Слова теперь скачут как попало, то нелепые, то какие-то зыбкие, шаткие слова. Наконец, выкрикнув что-то злое, она отключается, после чего и Геннадий Павлович, обессилевший от неожиданного и напряженного оправдания перед женщиной, чуть ли не с радостью бросает трубку: пообщался с людьми.
Возбуждение улеглось, Геннадий Павлович вяло валится в постель и в ночной расслабленности уже не помнит, что он говорил, что ему говорили.
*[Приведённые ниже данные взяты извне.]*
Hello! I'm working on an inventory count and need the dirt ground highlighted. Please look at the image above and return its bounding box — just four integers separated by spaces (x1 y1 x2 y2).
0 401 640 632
Энергичная в той же поре юности, когда о поэзии были разговоры за полночь, если в общежитиях, и до утра, если у походных костров, Нинель Николаевна не оставалась, как многие, лишь задействованной в том мощном энергетическом поле; она создавала или, скажем, источала (поле – в поле) свою энергию: она хотела, чтоб люди двигались. Как-то, когда студенты вошли в аудиторию, на учебной доске огромными буквами было написано мелом: ВЫБИРАЙСЯ К ХОЛМАМ И ДОЛИНАМ – СТРАНСТВУЙ! – что было чуть искаженной цитатой, была и подпись: УИТМЕН... но никто тогда не сомневался, что речь не о холмах и что это еще один выпад, острием своим направленный против всякого академизма и застоя, в частности против доцента Кокина, зазывавшего в те дни студенческий люд на скучную научную конференцию; как никто не сомневался и в том, что огромные слова мелом написала наша Нина-Нинель, как ее, боевитую, тогда звали. Доцент Кокин, начав лекцию, нажал кнопку: учебная доска-лента пришла в движение, цитата и подпись УИТМЕН поползли вверх, исчезая за краем, – и ушли из поля зрения. Но не из памяти.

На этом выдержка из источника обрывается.